Mining distinctive DNA patterns from the upstream of human coding&non-coding genes via class frequency distribution

2016 
The upstream of genes are expected to contain many still unknown regulatory regions that can increase or decrease the expression of specific genes. The processes of mining distinctive patterns (region) are to extract maximal repeats (patterns) from the upstream DNA sequences of human genes, and then filter out the patterns whose class frequency distribution can fit in with that is specified by domain experts; the class frequency distribution of one pattern is the frequencies of that pattern appearing in each of classes. The computation of extracting maximal repeats and meanwhile computing their class frequency distribution can be done by a scalable approach based on a previous work via MapReduce programming model. Experimental resources include the DNA sequences extracted from the upstream 5, 000 bp DNA sequences of 49, 267 human coding&non-coding genes. The classes of human genes are divided into four classes as “non-cancer related protein-coding gene”, “oncogene”, “tumor suppressor gene” and “non-coding genes”(RNA). Experimental results show that 17 distinctive patterns selected as core patters whose length is longer than 36 bp and, appear in more than 3, 000 genes and in all of four classes.

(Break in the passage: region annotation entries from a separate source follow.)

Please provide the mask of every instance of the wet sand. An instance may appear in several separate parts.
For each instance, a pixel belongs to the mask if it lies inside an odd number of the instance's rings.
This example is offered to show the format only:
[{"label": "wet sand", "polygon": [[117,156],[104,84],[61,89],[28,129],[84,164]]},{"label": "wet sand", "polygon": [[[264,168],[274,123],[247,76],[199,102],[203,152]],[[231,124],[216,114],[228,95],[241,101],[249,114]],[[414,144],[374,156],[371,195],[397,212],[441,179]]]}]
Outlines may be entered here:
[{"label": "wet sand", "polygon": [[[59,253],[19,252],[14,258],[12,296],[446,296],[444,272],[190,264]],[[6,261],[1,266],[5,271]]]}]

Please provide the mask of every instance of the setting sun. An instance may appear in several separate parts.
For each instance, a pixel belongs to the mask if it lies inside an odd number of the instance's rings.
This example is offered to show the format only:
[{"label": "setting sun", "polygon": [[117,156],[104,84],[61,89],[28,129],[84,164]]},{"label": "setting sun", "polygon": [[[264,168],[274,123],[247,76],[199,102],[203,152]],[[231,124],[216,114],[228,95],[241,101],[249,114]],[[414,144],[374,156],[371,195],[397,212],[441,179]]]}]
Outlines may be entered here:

To have more specific observation, there are 22 distinctive patterns selected that appear in at least 10 genes and whose lengths are greater than 15 bp and, most of all, just happen in two classes, “oncogene” and “tumor suppressor gene”. It is very attractive and expected to extend this approach to mine for another types of distinctive patterns, e.g. biomarkers, via this approach based on class frequency distribution of selected patterns if the targeted resources of genomic sequences, containing “genotypes”, are available and each of these sequences is labeled precisely according to the features, e.g. “phenotypes”, specified by domain experts in the future.